All in all, the cost is a major downfall of SLS prototyping. It is the most expensive 3D printing method as far as the initial set-up and maintenance are concerned. But with high productivity, the price per mold is lower if it is a large production run. It is not right for small production runs, but it is a cost-effective alternative to injection molding.
SLA vs. SLS
Both SLA and SLS use lasers which are not only much more accurate, but also eliminate the need for heaters. However, ultimately, they are very different processes. Here is the direct comparison of these two methods for helping you choose the right one for your project.
With the SLS method, there is a wide range of materials to choose from. Generally, the materials are polyamides (typically, nylon) that can have additives to change the properties of color, strength, stiffness, etc.
For SLA printing, the raw material is flammable, toxic, and harder-to-clean resin. The SLA rapid prototype is very high in detail, but more rigid and brittle, not suitable for any mechanical purposes.
One significant difference between resin and nylon is their resistance to load stress. When the load is applied, resins tend to break in multiple pieces, which makes SLA prototypes are not very durable and not suitable for functionality testing. But nylon, with good elasticity, can return to the original shape with the elastic range. SLS prototypes are very durable, good for testing the functionality of the design.
You can choose the SLS or SLA printing service depending on the nature of your project.
2. Surface Finish
The most evident difference between SLA rapid prototype and SLS prototype is the surface finish.
In the SLS printing process, when sintering, the air that was originally in the powder goes to create microscopic air bubbles on the sintered material. You may not see those bubbles with your naked eye, but when you touch the surface, you might feel that it is slightly rough. But for SLA printing, polymerizing a liquid substance, usually, creates a smooth surface finish.
When it comes to the color, polyamide powder offers fewer options: black and white, or gray by mixing. There is no option for translucent or transparent in SLS printing. In contrast, using SLA printing, you can not only get translucent or transparent molds but also colored mold by adding color pigments to the resins.
SLA printing service is great for making molds for displaying while SLS printing is more suited to creating functional molds.
Both SLA and SLS require post-processing. SLA prototypes need to be cleaned to remove uncured resin, undergo a post-cure, thereby getting a smooth surface and higher strength. Polishing is mostly unnecessary in SLA printing. With SLS, the excess powder should be eliminated. And if you want to get smoother and shiner SLS molds, polishing can be applied to achieve it.
In addition, both SLA and SLS printed molds can be further cut, trimmed or glued to get much more and better surface finishes.

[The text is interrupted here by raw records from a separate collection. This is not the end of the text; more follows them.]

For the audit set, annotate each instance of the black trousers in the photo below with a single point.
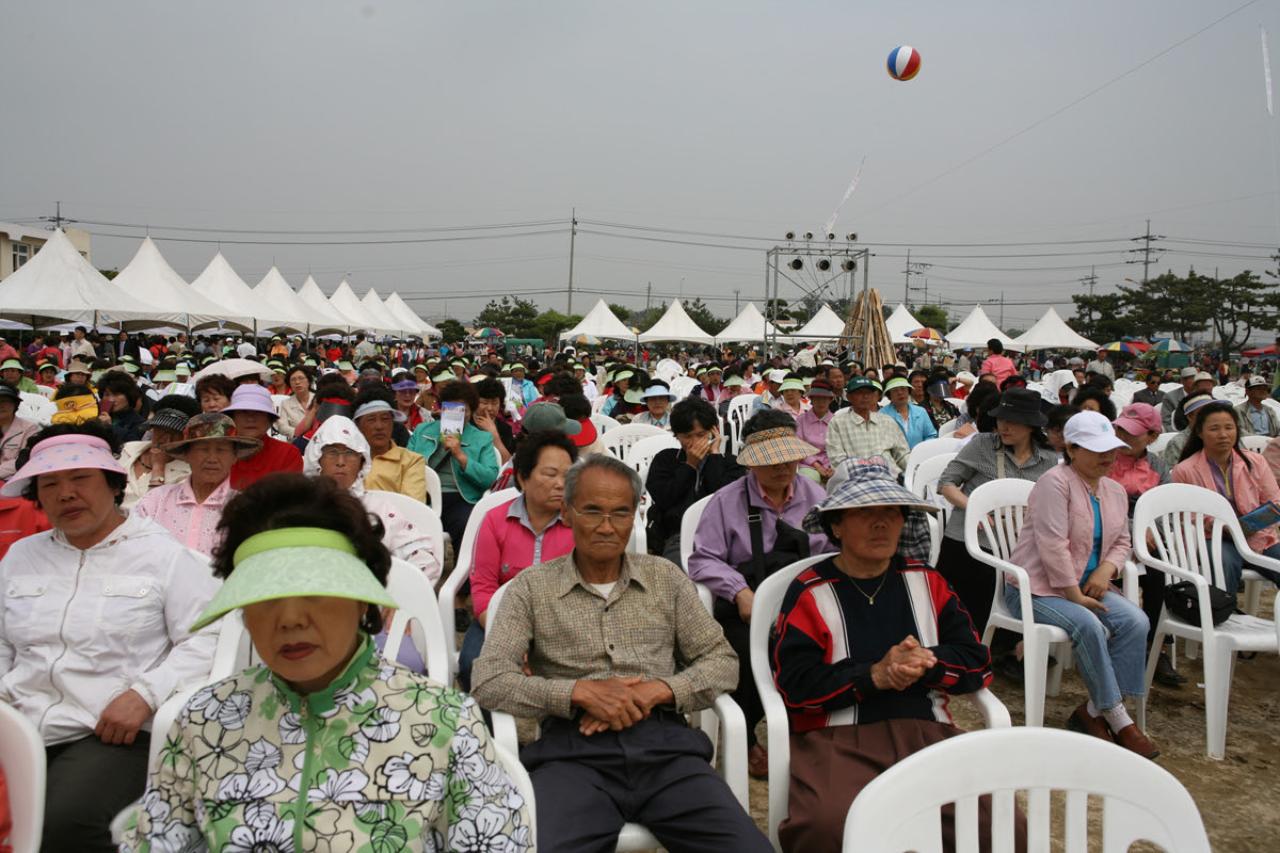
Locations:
(739, 635)
(88, 784)
(654, 774)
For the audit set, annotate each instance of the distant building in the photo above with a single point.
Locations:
(19, 243)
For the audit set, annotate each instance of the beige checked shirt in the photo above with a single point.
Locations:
(652, 625)
(853, 436)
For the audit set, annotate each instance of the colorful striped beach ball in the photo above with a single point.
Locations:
(904, 63)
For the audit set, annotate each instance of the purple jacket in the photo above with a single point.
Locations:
(723, 538)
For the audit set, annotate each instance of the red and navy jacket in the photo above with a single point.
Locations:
(828, 635)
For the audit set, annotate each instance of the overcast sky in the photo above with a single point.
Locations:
(731, 118)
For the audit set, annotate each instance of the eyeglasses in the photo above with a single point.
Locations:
(595, 518)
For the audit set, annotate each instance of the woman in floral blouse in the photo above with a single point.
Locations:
(323, 746)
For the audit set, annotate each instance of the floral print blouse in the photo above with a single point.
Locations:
(382, 761)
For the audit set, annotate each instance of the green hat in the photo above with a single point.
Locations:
(295, 561)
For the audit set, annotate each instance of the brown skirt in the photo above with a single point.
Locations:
(831, 766)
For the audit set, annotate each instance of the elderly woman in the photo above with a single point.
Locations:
(321, 746)
(864, 671)
(466, 463)
(520, 533)
(1074, 539)
(192, 507)
(1016, 450)
(1215, 460)
(94, 629)
(750, 528)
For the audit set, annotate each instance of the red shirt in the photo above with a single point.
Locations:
(275, 456)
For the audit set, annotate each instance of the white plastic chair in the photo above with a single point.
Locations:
(1141, 801)
(728, 716)
(924, 450)
(764, 614)
(1178, 516)
(22, 756)
(464, 553)
(620, 441)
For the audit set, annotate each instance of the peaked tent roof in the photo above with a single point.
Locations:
(600, 322)
(901, 322)
(676, 325)
(823, 325)
(748, 325)
(150, 278)
(59, 284)
(976, 329)
(222, 283)
(1051, 332)
(348, 305)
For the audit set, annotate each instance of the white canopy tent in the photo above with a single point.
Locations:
(976, 329)
(59, 284)
(151, 279)
(347, 305)
(222, 283)
(901, 322)
(676, 325)
(600, 322)
(398, 308)
(1051, 332)
(748, 325)
(387, 324)
(823, 325)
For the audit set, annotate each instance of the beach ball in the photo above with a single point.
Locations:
(904, 63)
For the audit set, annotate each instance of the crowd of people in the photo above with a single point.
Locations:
(183, 480)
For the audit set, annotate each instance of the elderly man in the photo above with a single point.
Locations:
(1255, 418)
(863, 430)
(590, 642)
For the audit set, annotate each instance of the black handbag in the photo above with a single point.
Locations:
(1183, 602)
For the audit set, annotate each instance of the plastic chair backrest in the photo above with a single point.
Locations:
(417, 611)
(22, 757)
(900, 808)
(620, 441)
(1178, 515)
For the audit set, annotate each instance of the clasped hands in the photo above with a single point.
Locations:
(617, 703)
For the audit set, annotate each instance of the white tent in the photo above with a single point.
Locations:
(347, 305)
(600, 322)
(823, 325)
(375, 309)
(1051, 332)
(220, 283)
(976, 329)
(151, 279)
(901, 322)
(59, 284)
(398, 308)
(676, 325)
(748, 325)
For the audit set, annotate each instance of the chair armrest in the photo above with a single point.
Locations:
(732, 747)
(993, 712)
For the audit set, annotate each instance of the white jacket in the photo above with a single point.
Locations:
(80, 628)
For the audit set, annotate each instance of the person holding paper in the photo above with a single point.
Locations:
(461, 454)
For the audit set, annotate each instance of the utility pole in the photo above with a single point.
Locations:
(572, 235)
(1147, 251)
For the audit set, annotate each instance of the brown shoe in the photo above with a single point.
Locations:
(1134, 740)
(1084, 724)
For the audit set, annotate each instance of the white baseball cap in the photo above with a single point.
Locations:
(1091, 430)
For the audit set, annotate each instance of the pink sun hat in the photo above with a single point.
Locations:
(63, 454)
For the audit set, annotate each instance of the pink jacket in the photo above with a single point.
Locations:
(1057, 533)
(1252, 487)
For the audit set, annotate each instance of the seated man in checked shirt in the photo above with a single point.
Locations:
(603, 632)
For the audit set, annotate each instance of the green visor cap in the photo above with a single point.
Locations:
(295, 561)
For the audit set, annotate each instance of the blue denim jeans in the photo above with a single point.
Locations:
(1112, 666)
(1233, 565)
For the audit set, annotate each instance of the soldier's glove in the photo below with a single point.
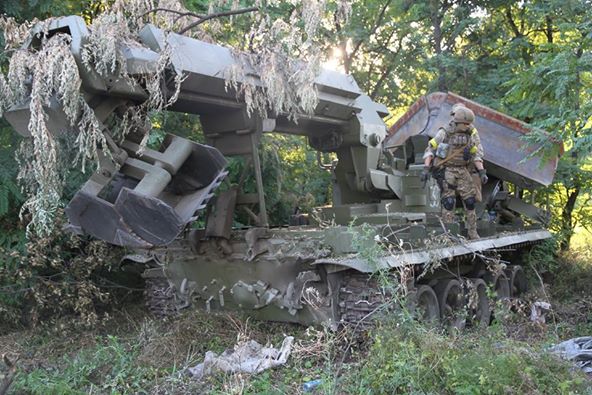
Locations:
(425, 174)
(483, 176)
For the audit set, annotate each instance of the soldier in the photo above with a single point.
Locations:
(454, 148)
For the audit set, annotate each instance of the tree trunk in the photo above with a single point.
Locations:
(567, 219)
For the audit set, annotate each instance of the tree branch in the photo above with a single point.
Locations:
(180, 13)
(217, 15)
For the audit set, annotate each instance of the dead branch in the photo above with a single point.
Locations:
(180, 13)
(10, 376)
(217, 15)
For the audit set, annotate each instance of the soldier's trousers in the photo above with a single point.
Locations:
(459, 180)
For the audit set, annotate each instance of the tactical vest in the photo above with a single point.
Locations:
(457, 143)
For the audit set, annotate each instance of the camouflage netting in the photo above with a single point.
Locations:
(36, 77)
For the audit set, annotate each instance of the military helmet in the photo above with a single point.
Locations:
(455, 107)
(463, 115)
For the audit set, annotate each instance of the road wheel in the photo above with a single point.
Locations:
(478, 303)
(452, 303)
(424, 304)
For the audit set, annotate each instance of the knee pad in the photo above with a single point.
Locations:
(470, 203)
(448, 202)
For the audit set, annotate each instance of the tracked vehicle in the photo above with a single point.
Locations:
(321, 270)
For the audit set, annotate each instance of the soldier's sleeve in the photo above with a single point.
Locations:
(476, 147)
(434, 142)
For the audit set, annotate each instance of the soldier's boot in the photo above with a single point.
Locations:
(472, 224)
(447, 216)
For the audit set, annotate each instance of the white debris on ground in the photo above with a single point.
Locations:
(578, 350)
(247, 357)
(538, 310)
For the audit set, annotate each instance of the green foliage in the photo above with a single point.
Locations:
(108, 368)
(406, 358)
(45, 278)
(292, 178)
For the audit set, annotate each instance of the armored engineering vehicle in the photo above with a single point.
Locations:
(382, 218)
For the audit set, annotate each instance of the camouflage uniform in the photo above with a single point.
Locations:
(464, 148)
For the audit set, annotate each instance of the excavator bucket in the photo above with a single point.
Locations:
(152, 197)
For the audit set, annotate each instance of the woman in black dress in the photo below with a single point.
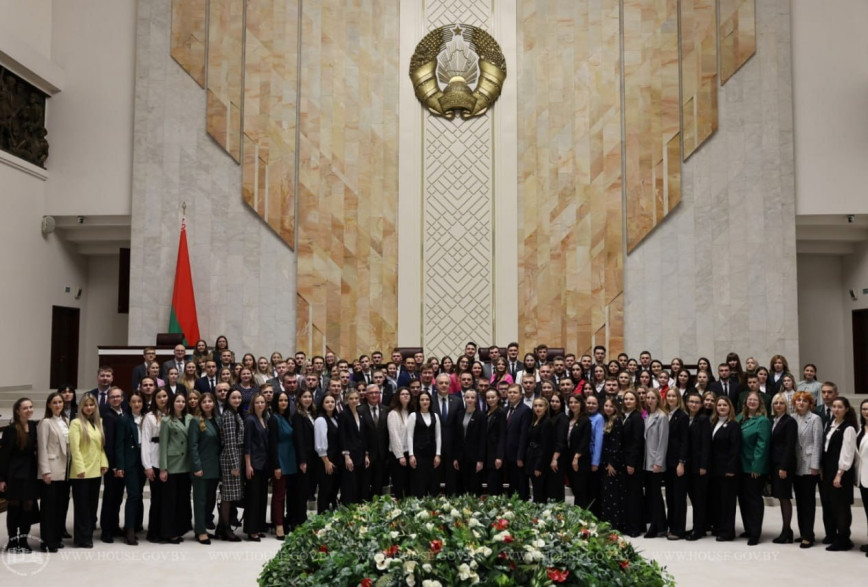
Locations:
(540, 447)
(576, 461)
(18, 469)
(561, 459)
(837, 471)
(302, 424)
(612, 490)
(423, 444)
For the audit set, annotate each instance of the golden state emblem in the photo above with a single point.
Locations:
(457, 69)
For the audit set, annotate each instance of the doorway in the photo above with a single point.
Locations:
(860, 351)
(64, 346)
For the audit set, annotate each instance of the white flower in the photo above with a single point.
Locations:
(463, 571)
(382, 563)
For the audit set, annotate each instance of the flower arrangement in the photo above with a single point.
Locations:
(462, 540)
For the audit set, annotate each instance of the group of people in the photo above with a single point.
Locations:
(615, 432)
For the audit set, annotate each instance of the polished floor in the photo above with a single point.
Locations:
(704, 562)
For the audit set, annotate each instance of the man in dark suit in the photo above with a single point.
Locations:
(104, 379)
(407, 373)
(724, 385)
(447, 406)
(178, 362)
(113, 485)
(373, 416)
(149, 355)
(518, 418)
(208, 382)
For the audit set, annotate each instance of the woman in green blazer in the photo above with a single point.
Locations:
(128, 457)
(175, 472)
(756, 432)
(203, 443)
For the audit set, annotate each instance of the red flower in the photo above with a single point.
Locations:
(557, 575)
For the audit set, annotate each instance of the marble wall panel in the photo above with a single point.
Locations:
(225, 64)
(244, 275)
(698, 25)
(737, 35)
(189, 36)
(270, 112)
(651, 113)
(570, 267)
(348, 176)
(720, 274)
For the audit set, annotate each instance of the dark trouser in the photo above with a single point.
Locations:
(327, 496)
(657, 511)
(750, 501)
(829, 524)
(471, 481)
(517, 480)
(494, 480)
(134, 510)
(204, 501)
(579, 484)
(55, 499)
(425, 479)
(697, 489)
(353, 482)
(538, 484)
(376, 478)
(112, 498)
(634, 523)
(805, 487)
(176, 510)
(155, 513)
(255, 502)
(400, 477)
(723, 494)
(297, 510)
(594, 484)
(85, 499)
(676, 501)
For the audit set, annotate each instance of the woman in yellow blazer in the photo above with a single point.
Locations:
(176, 511)
(89, 464)
(53, 457)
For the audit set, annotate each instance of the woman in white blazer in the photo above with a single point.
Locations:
(809, 451)
(52, 436)
(862, 460)
(656, 445)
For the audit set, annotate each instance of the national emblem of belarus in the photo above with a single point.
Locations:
(457, 69)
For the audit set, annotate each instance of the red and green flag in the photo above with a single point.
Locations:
(183, 317)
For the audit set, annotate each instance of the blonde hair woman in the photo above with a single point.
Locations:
(89, 464)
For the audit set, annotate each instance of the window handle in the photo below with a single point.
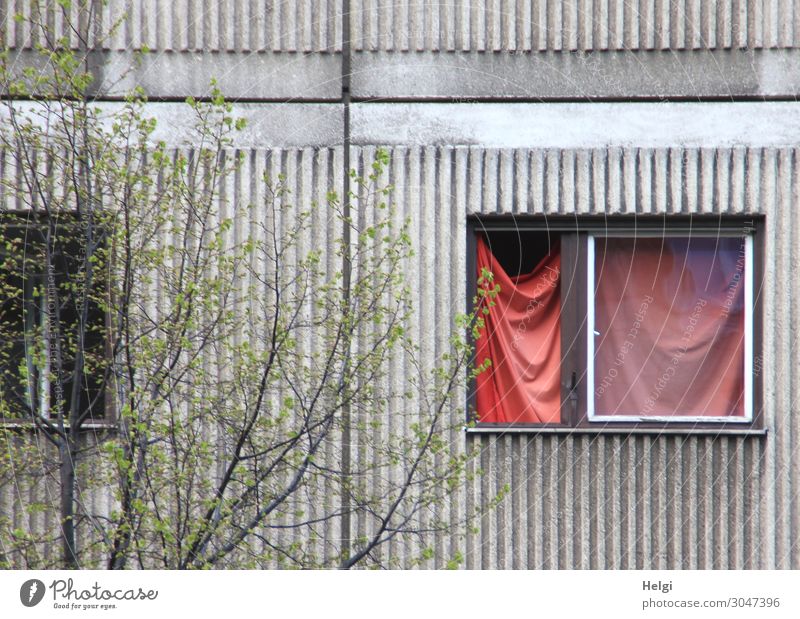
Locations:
(573, 395)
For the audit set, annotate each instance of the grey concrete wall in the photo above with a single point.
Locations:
(602, 501)
(589, 501)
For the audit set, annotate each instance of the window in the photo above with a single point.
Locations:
(30, 335)
(618, 324)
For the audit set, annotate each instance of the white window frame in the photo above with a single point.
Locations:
(592, 415)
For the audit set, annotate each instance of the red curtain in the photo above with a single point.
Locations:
(669, 326)
(522, 337)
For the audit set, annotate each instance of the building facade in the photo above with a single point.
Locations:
(533, 108)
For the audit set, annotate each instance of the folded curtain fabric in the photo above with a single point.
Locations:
(522, 338)
(669, 326)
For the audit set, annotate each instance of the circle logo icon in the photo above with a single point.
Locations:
(31, 592)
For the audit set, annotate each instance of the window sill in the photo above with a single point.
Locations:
(608, 429)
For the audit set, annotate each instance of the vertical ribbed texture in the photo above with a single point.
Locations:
(572, 25)
(647, 502)
(184, 25)
(311, 172)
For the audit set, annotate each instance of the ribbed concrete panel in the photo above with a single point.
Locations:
(603, 501)
(312, 172)
(302, 142)
(573, 25)
(254, 49)
(181, 25)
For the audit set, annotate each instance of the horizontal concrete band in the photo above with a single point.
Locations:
(548, 75)
(251, 75)
(460, 75)
(564, 126)
(578, 125)
(268, 125)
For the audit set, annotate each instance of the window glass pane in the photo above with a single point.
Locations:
(669, 327)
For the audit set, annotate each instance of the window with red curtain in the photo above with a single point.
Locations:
(669, 333)
(522, 335)
(620, 322)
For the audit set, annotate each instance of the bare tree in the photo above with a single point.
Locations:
(226, 376)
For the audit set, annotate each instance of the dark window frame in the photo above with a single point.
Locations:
(574, 231)
(108, 418)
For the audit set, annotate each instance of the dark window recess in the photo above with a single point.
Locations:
(519, 251)
(29, 382)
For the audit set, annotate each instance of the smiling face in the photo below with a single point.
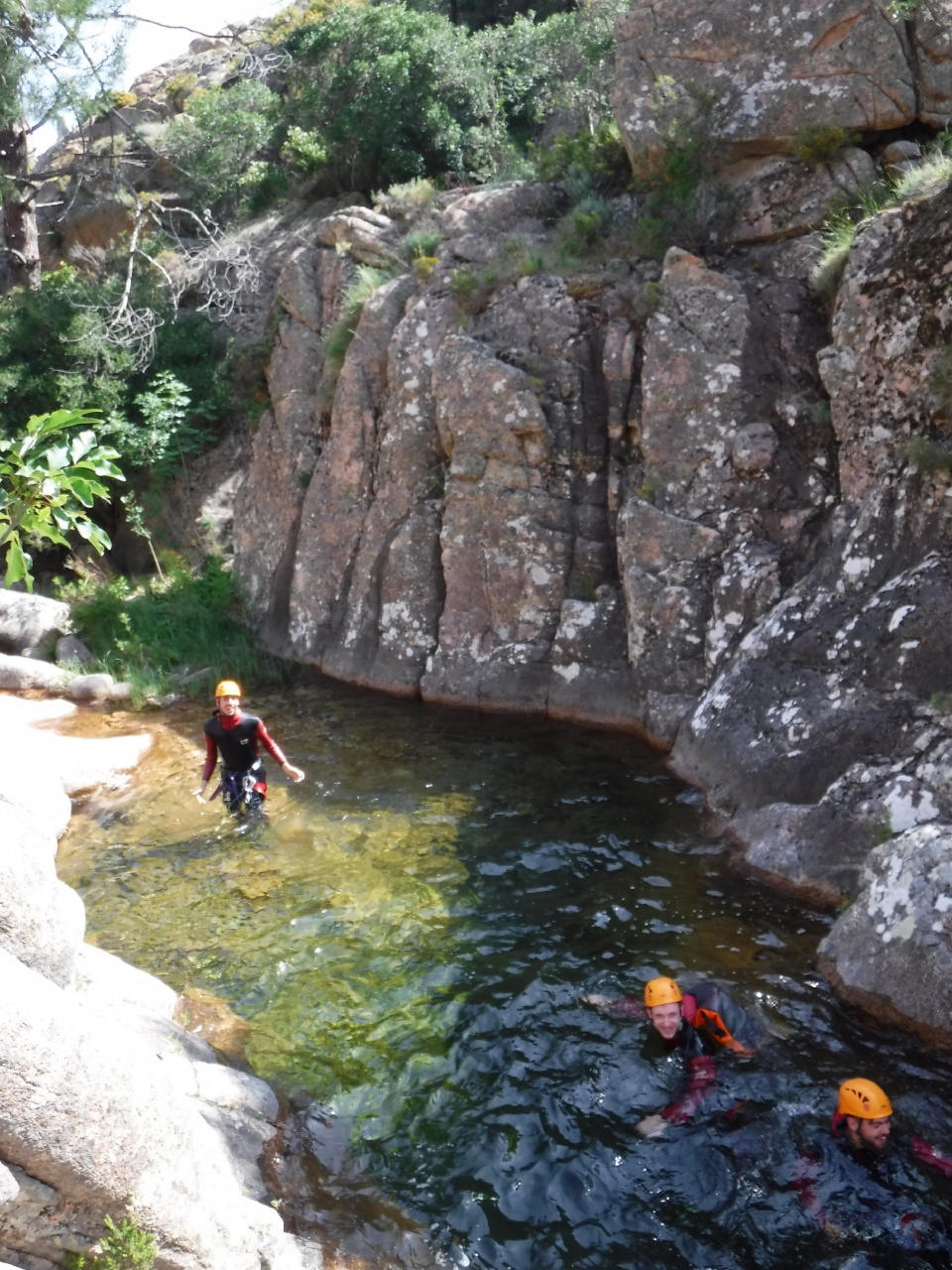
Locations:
(870, 1134)
(665, 1020)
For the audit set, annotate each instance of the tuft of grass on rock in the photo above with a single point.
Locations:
(837, 239)
(177, 633)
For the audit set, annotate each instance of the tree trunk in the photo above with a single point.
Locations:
(19, 241)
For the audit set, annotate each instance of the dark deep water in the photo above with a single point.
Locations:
(409, 934)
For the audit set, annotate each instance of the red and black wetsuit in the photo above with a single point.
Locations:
(867, 1194)
(235, 738)
(711, 1023)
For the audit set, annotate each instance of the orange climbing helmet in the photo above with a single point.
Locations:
(864, 1100)
(661, 992)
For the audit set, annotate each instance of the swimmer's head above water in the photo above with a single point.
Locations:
(865, 1112)
(662, 998)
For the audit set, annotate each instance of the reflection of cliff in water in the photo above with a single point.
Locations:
(409, 934)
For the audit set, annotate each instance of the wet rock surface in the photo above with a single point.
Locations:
(102, 1093)
(560, 497)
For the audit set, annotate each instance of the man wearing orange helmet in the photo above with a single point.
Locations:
(236, 735)
(856, 1182)
(698, 1024)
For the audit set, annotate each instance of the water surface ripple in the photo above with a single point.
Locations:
(409, 934)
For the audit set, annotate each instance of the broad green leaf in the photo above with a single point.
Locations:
(18, 563)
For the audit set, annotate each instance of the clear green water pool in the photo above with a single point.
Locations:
(409, 934)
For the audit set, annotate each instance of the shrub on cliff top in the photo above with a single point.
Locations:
(391, 95)
(679, 180)
(126, 1246)
(150, 630)
(817, 143)
(220, 135)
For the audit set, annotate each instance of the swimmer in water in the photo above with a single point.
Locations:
(858, 1180)
(236, 735)
(698, 1025)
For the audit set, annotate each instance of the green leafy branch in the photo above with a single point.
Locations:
(49, 481)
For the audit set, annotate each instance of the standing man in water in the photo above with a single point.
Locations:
(857, 1182)
(235, 735)
(697, 1024)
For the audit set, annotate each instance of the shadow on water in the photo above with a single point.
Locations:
(409, 934)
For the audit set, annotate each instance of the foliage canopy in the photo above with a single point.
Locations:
(49, 481)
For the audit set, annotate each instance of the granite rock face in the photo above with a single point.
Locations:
(893, 944)
(890, 326)
(549, 503)
(771, 70)
(667, 500)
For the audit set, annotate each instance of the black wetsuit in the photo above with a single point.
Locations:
(711, 1023)
(243, 780)
(874, 1198)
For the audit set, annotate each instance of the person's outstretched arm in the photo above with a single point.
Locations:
(211, 754)
(278, 754)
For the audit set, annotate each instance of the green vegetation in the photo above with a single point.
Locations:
(593, 162)
(126, 1246)
(678, 181)
(49, 481)
(835, 240)
(837, 236)
(54, 347)
(218, 136)
(336, 338)
(929, 456)
(939, 382)
(924, 180)
(390, 94)
(817, 143)
(155, 631)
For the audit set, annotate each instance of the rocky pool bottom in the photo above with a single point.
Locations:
(409, 934)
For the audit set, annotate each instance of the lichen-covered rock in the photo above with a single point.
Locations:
(932, 51)
(892, 951)
(30, 624)
(779, 197)
(889, 326)
(19, 674)
(289, 441)
(63, 1075)
(363, 595)
(370, 236)
(771, 72)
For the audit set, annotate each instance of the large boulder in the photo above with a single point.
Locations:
(892, 952)
(22, 674)
(932, 53)
(67, 1076)
(770, 70)
(31, 624)
(890, 326)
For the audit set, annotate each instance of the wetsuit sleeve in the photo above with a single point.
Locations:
(275, 751)
(927, 1155)
(701, 1079)
(805, 1184)
(211, 754)
(625, 1007)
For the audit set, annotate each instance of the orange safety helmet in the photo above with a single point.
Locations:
(864, 1100)
(661, 992)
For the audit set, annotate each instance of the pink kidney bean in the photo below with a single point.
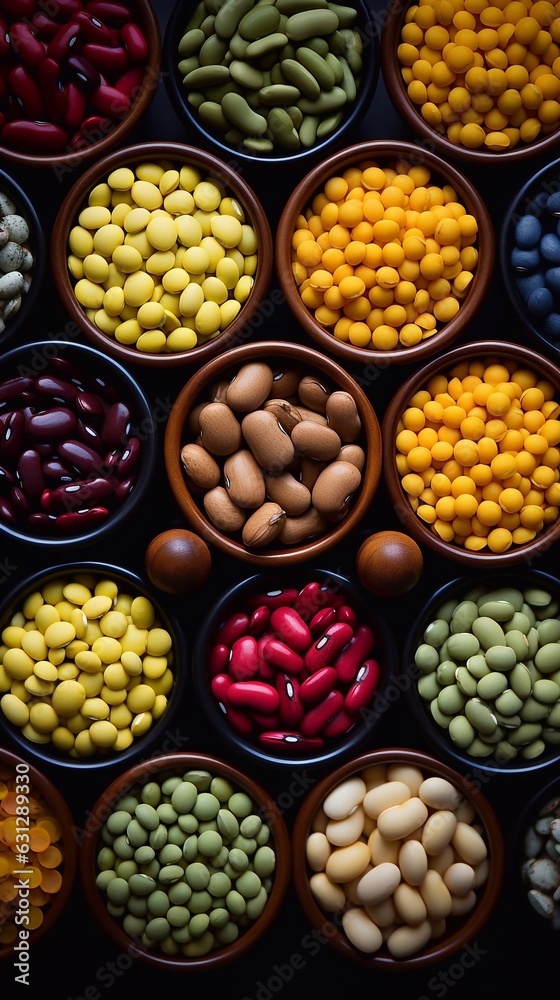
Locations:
(57, 476)
(310, 701)
(95, 54)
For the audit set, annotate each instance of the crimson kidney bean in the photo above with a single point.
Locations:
(51, 481)
(72, 62)
(310, 702)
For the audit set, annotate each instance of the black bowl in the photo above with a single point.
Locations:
(237, 155)
(38, 247)
(35, 359)
(287, 753)
(498, 762)
(529, 200)
(154, 740)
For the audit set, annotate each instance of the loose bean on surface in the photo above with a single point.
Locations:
(358, 881)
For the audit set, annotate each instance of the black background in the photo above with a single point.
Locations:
(77, 959)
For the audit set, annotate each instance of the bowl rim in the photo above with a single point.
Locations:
(147, 425)
(440, 950)
(201, 379)
(428, 136)
(306, 188)
(49, 791)
(65, 163)
(10, 186)
(433, 734)
(45, 753)
(523, 195)
(231, 600)
(263, 801)
(371, 69)
(224, 173)
(477, 350)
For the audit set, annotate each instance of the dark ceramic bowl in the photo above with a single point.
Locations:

SLA printers are much smaller and cheaper than SLS printers, but it does not mean that SLS printed prototypes are more expensive. In fact, SLS printer is capable of producing larger models or more small models faster. If you are looking for a large number of molds, SLS printing is a more cost-effective option.
SLS printing is more suited to large and high-volume production and to produce parts/molds that are focused more on functionality. In comparison, for parts/molds that require intricate features and details, and more visual appeal in order to attract attention in exhibition, SLA printing service may be the better way to go.
Of course, you can use both techniques in your project, but at different stages. For example, you may opt for SLS as a first prototype to keep costs down and test the functionality of your design, then choose SLA printing service for the final prototype, that is, the proofing prior to mass production.
Both SLS and SLA 3D printing technologies have cons and pros. As for which one works best for your rapid prototype manufacturing, it will depend on your project requirement.